Animals don’t cover their tracks.
Now that we have received a light snow, a trip around the yard reveals a remarkable range of activity that normally takes place when you are not looking.
Herein is a collection of a few tracks in the yard seen on walks yesterday morning and this morning.
The most frequently seen tracks in my yard belong to raccoons. Raccoons have a distinctive pattern whereby each side-by-side pair of prints shows one hind and one fore paw. In this picture, the hind paw, with its longer heel, is at the top, and the fore paw is at the bottom. Note the finger-like toes.

Another mammal that is omnipresent but rarely seen is the Deer Mouse. Named for the similarity of its colouring to that of the White-tailed Deer, this mouse has a sufficiently long tail that when it bounds across the snow, it leaves a tail mark. This is the short horizontal mark between the foot prints.

A striking thing about Deer Mice (and Voles) is that they make tunnels under the snow. These Deer Mouse tracks vanished into a snow tunnel.

which then proceded across the landscape.

I cannot be sure that the next picture shows vole tracks rather than mouse tracks, but there is no evidence of a tail dragging and the vole has a much shorter tail than does the mouse, so these are probably the tracks of a Meadow Vole. The animal is moving from left to right. It brings its fore paws down (the inner spots) and then its hind paws arrive overshooting the fore paws.

Yesterday, I went out expecting to find deer tracks everywhere; there were none. This morning, they abound. Clearly deer forage in different places on successive nights. As is typically the case, this deer left drag marks from not lifting its feet enough to fully clear the snow.

Of course, one sees birds. A staple of the region (or at least of my yard) is the Stellar’s Jay, the tracks of which are shown in this next picture.

There is no avoiding goose tracks. The webbing on the feet is clear here. It is interesting that these geese pick up and lower their feet so as to leave no drag marks (unlike the mallards, below).

The mallards, like the geese, have webbed feet. Apart from the tracks being smaller, they seem to differ in another way: Mallards seem tip their feet such that their central toe or nail can drag in the snow. So, the Mallard has a long drag mark from its front central toe and a slight mark from its rear toe. This Mallard is moving from right to left. The webbed feet are evident.

This leads one to this picture of Mallards landing and walking away. The birds flew in from the right. I suspect that it was the downstroke of their wings that produced the first mark on the left. I like Bill Baerg’s explanation of these marks (see, comments) better than what I wrote. Then there is the smudge where the birds skidded to a landing. This is followed by the two mallards walking away to the the lower left.

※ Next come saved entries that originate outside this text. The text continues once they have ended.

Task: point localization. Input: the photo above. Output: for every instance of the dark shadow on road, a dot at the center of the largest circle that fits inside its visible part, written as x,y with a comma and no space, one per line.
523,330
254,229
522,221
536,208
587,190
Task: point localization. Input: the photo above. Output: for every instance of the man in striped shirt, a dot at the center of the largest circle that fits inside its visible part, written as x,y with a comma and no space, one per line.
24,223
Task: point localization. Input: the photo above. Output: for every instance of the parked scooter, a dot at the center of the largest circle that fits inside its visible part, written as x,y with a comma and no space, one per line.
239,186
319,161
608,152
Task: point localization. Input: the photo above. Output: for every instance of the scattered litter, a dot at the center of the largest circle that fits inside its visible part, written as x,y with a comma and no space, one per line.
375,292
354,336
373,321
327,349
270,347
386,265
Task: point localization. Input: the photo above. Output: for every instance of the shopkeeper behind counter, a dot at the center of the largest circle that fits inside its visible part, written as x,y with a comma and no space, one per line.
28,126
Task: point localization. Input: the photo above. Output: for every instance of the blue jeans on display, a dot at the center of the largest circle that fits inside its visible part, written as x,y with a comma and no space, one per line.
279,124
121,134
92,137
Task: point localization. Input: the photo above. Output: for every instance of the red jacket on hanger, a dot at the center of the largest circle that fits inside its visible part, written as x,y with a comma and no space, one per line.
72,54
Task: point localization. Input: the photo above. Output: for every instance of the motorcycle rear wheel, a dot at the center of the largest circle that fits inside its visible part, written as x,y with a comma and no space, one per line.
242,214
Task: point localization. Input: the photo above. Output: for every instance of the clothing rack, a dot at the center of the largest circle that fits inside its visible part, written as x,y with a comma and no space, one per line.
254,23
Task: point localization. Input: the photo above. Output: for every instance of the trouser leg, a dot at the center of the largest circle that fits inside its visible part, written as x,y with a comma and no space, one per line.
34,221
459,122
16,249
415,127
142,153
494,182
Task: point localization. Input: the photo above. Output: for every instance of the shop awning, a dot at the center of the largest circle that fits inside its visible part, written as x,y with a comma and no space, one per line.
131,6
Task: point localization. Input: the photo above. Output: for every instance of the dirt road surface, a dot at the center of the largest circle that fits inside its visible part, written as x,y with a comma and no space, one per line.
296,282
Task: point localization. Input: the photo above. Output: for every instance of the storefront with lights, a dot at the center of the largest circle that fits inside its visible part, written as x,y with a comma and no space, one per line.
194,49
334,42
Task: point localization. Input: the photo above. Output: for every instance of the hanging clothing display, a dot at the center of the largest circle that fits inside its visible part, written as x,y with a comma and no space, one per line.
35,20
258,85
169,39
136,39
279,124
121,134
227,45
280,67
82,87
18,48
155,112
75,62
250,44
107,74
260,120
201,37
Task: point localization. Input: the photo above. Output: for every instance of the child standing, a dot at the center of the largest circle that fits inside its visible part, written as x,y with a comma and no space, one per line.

These are some of the things I see as I walk around my snow-covered yard.
















Iconic birds
A news story surfaced this last summer about Nelson’s acquisition of a heron sculpture by Jock Hildebrand, an illustration of which appears on his website. When installed, it will join Nelson’s osprey sculpture and a heron atop a weathervane in Procter.
Procter already has its own heron sculpture atop a weathervane.
A recent article in the Nelson Post discusses the quest to pick a location for Hildebrand’s heron. A comment to this story, prompted me to think about the matter of birds as local icons. Claus wrote of “Denis Kleine’s realistic osprey in a nest on top of a wooden post [in Duck Bay]” and notes that “this in the osprey’s natural environment. While the osprey is iconic here—the heron is not!”
There is a good deal of truth in what Claus says: the osprey is iconic here while the heron is not. This made me wonder why that might be. Notice, he didn’t say the one was more common than the other, but that people have chosen the osprey as representative of the region. Why should they have done so? Why do we have such things as the Osprey 2000 (the Main Lake ferry), and the Osprey Foundation (a philanthropic organisation). Why don’t we have, say, a Heron Foundation?
The two birds share many characteristics: both are large, common, eat fish, and are frequently seen flying over the Lake or sitting atop pilings. However, there are differences that probably contribute to one having become an icon while the other did not.
Consider:
My suspicion is that the osprey became a regional icon largely as a consequence of our summertime enjoyment of beaches and boating when it is the more visible of the two birds. For the rest of the year when the heron frequents the lakeshore, people do not.
Actually, I am a great fan of each of these birds. Indeed, the Kootenay Lake website has a page devoted to pictures and a discussion of both the osprey and the heron. Further, I do find it appropriate to have sculptures of each in Nelson.
These musings suggest that we have chosen this icon more as a consequence of our own behaviour than that of either common bird. To round out this thought, I attach a favourite shot of each. To these, I added last Friday’s picture of a heron, merely to underscore just how common this bird is around here (and it also hung around for over an hour this afternoon).
I have taken hundreds of pictures of our ospreys, but this one with its wings outstretched while holding a sucker is my favourite.

I have photographed our herons on pilings, in trees, and while wading. It is less often that I manage a close shot of one in flight—but, this one was satisfying.

This was the second heron I watched last week. It stopped on a piling and watched for fish. The heron is one very photogenic bird.